Il fait ses études en France en plein mouvement contestataire de 1968. Porté par les idéaux de gauche, c’est un homme indigné qui revient dans un pays secoué par les bouleversements économiques des années CEP. Aux côtés d’Henri Hiro et animé par des convictions sociales et indépendantistes, il participe à la création du premier parti d’inspiration marxiste, le Ia Mana Te Nunaa (Que le peuple soit au pouvoir). Une période qui « revêt une grande importance en matière de création lexicale, de terminologie politique et identitaire » 2. En effet, ainsi que le souligne Bruno Saura 3, c’est à cette période que naissent les concepts de hīro’a tumu (culture) et iho tumu (identité), le terme de nūna’a (peuple) tombé en désuétude est réhabilité, quant au mot manahune il désigne désormais le prolétariat pour des militants socialistes qui cherchent à traduire en reo ma’ohi des concepts occidentaux. Des termes qui avec celui de ma’ohi 4 sont entrés très largement depuis dans le langage courant.

Il quitte le parti laïc à la fin des années 1970 pour se rapprocher de l’Église Évangélique de Polynésie française dont il critiquait l’attitude des dirigeants jugée trop complaisante à l’égard du pouvoir politique. Son savoir linguistique est reconnu de tous ; il devient de ce fait membre de l’académie tahitienne en 1983 suivant ainsi les traces de son père le pasteur et académicien Samuel Raapoto décédé en 1976.


1 « Quand politique rime avec évangélique » Les Nouvelles de Tahiti, 1er août 2011.

2 Tahiti Ma’ohi, Culture, identité, religion et nationalisme en Polynésie française, Bruno Saura, Au vent des îles, p 70.

3  Il est impossible d’écrire sur Turo sans évoquer le travail de Bruno Saura. Ce dernier est le premier universitaire à s’être intéressé au travail du linguiste contribuant ainsi à le faire connaitre du « grand public », principalement les Polynésiens ne pratiquant pas couramment la langue tahitienne. Il publie ainsi un premier article dans le Bulletin de la Société des Etudes Océaniennes de mars 1989 intitulé « Théologie de la libération et théorie de la culture chez Duro Raapoto ». De son propre aveu, l’universitaire précise que ce travail n’a pas toujours été bien reçu par certains membres de l’Église lui reprochant d’avoir divulguer, donc traduit, des propos réservés au « peuple de l’Église »

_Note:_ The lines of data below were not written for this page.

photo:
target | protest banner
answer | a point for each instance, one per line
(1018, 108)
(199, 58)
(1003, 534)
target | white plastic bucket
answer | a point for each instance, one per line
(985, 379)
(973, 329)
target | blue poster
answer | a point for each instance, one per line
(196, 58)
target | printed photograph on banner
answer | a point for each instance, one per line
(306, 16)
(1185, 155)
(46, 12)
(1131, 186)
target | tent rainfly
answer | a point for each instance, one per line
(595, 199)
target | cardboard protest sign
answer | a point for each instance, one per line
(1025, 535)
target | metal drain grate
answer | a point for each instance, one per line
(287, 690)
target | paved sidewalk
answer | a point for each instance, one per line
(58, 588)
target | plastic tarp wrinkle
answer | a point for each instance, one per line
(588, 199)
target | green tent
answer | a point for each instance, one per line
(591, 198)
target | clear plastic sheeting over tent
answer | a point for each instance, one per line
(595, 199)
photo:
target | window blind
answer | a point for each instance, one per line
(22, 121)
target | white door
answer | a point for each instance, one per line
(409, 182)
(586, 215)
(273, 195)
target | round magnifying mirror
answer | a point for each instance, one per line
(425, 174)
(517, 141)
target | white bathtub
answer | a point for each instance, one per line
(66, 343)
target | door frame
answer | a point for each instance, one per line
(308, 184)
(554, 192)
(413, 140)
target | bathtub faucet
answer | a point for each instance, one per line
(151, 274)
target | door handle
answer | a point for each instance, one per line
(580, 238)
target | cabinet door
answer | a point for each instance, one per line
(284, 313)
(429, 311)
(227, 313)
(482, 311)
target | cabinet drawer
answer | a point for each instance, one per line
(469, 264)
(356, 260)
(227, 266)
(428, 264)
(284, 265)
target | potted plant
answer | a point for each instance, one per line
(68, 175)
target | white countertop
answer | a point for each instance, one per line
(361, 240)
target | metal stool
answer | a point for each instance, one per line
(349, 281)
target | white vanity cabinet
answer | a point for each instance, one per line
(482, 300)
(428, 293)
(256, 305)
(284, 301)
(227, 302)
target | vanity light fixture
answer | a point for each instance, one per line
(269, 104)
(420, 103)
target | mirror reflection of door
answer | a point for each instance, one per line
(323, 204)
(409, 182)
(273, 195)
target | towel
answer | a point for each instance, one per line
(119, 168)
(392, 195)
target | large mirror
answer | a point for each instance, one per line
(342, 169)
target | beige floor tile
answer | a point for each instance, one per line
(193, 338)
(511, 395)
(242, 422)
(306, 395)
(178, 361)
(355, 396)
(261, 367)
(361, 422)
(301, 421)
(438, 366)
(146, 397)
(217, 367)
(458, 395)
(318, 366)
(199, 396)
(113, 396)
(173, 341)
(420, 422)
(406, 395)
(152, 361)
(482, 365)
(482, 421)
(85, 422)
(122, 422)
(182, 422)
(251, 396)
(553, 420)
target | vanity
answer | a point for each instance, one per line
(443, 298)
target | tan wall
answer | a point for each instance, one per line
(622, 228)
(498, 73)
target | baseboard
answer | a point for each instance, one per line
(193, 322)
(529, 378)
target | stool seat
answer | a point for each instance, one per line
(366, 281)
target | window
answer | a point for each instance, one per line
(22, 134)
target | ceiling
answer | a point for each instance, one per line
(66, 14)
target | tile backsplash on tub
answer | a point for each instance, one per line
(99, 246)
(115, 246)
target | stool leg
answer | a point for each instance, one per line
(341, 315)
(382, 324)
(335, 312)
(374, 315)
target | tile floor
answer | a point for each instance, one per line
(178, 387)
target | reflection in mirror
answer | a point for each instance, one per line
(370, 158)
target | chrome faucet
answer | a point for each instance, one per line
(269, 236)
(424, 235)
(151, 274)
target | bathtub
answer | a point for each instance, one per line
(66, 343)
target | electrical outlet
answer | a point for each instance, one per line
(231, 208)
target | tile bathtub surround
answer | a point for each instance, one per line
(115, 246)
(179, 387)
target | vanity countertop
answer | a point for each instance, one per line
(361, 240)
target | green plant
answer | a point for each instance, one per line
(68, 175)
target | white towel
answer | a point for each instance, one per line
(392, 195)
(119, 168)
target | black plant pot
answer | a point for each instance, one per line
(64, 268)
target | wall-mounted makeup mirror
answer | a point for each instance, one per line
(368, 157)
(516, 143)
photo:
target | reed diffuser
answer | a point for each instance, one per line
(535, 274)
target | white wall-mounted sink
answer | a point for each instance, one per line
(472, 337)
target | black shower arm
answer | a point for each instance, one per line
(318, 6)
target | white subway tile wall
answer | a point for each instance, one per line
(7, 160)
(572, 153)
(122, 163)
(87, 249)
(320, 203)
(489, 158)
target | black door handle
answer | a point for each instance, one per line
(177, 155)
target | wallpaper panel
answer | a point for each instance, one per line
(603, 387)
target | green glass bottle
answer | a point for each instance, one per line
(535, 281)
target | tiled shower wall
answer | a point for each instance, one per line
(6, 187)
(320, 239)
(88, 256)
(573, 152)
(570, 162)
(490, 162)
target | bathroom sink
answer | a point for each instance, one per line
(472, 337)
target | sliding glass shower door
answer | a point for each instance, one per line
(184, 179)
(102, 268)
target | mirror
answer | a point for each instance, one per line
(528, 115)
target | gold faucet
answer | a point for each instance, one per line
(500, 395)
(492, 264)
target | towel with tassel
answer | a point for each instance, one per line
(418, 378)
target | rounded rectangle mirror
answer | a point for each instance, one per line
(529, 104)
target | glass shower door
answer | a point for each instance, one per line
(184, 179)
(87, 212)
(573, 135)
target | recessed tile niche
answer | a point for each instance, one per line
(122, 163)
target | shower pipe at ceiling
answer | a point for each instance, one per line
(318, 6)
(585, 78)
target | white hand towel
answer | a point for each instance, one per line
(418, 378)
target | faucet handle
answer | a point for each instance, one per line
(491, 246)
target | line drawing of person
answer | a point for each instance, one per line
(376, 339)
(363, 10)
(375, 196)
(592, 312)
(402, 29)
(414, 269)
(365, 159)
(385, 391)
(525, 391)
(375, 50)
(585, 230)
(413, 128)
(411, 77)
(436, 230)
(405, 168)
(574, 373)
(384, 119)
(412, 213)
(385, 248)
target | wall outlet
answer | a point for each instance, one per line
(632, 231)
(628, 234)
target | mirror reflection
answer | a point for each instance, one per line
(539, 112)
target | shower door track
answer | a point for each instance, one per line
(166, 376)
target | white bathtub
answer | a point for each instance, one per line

4  « Duro Raapoto (1978) découpe le terme ma’ohi en deux parties : (avec une longueur sur le a) et ohi, posant que signifie libre, propre, digne, et que ohi désigne un jeune pousse reliée à une souche (tumu). «  Les discours de l’identité mā’ohi. Contenu théorique, et actualité politique renouvelée »Bruno Saura, 2009.

 

Un nationalisme chrétien

Au sein de l’Église évangélique Duro Raapoto va mener une véritable révolution théologique.  Il invite ses coreligionnaires à «  relire l’Évangile au travers d’une grille mā’ohi, linguistique et culturelle » rappelle l’actuel président de l’Église Taaroanui Maraea 1. À travers ses sermons, les ouvrages écrits dans le cadre de ses fonctions à l’école pastorale d’Hermon ou ses articles publiés dans le mensuel Vea porotetani, il distille une idéologie dans laquelle culture, langue et terre occupent une place primordiale.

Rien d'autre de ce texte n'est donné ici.